Yaroslavsky Predicts Measure EE Vote Will Be Close

A Daily News article discussing the upcoming June vote on Measure EE included comments by Zev Yaroslavsky, director of the Los Angeles Initiative. Measure EE is a proposed 16-cents-per-square-foot parcel tax that pledges to pay for lower class sizes, attract high-quality teachers, and improve programs and services for students within the Los Angeles Unified School District.
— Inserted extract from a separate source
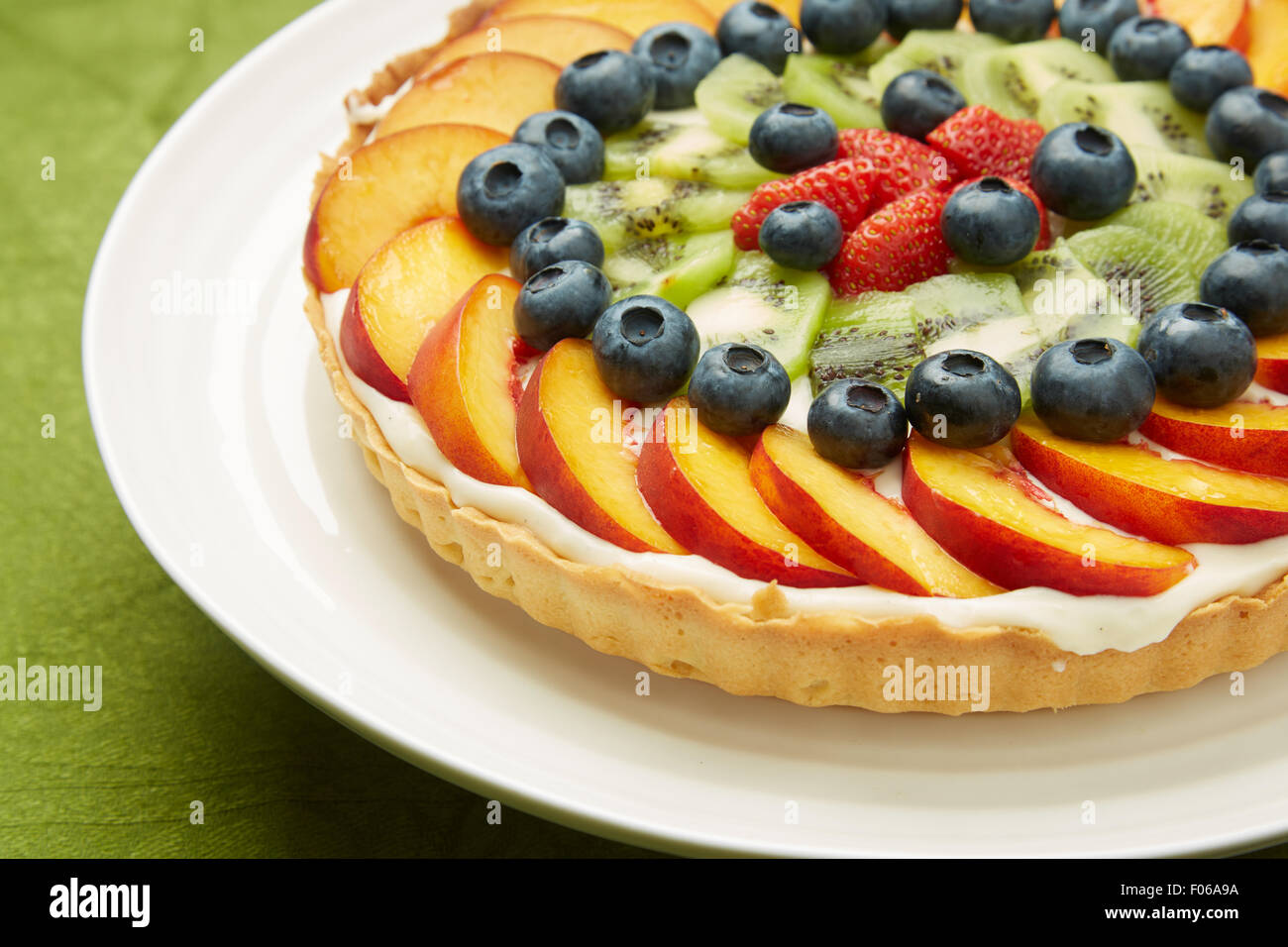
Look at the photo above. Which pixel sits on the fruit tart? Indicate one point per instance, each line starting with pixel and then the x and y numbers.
pixel 850 352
Yaroslavsky explained that “typically, when you have lower voter turnout, and there’s a campaign on both sides, it makes it more difficult for the yes side to get a two-thirds vote.” Proponents of the bills argue that the tax is necessary to make up for inadequate funding from the state, while opponents blame the district for mismanagement of funds. “My instincts tell me this is going to be close,” Yaroslavsky said. “I wouldn’t be surprised if it won, nor would I be surprised if it lost.”


Yaroslavsky Argues for Preservation of Single-Family Housing

Director of the Los Angeles Initiative Zev Yaroslavsky was featured in the Los Angeles Times commenting on Senate Bill 50. According to census data, nearly two-thirds of California residences are single-family homes and between half and three-quarters of the developable land in much of the state is zoned for single-family housing only. Among other provisions, SB50 would allow duplexes, triplexes and fourplexes to be built on much of the residential land now zoned for only single-family houses. “When people around the world think of L.A., one of the things they think of is a home with a backyard,” Yaroslavsky said. “I think much of it should be preserved.” Doing away with single-family-only zoning would unalterably diminish California for current and future residents, he said.


Yaroslavsky Calls SB 50 an Overreach

Director of the Los Angeles Initiative at UCLA and former LA County Supervisor Zev Yaroslavsky spoke to NBC 4 about the implications presented by Senate Bill 50. The bill would allow cities to rezone along transit lines in order to increase the amount of high-density housing in California. Yaroslavsky said this would be an overreach without a middle ground. Many single-family neighborhoods would be rezoned to develop multifamily housing because SB 50 extends to virtually every bus line in L.A. County, he said. As the bill currently stands, it exempts small, affluent cities. “Don’t exempt the affluent cities. Treat everybody the same,” Yaroslavsky said.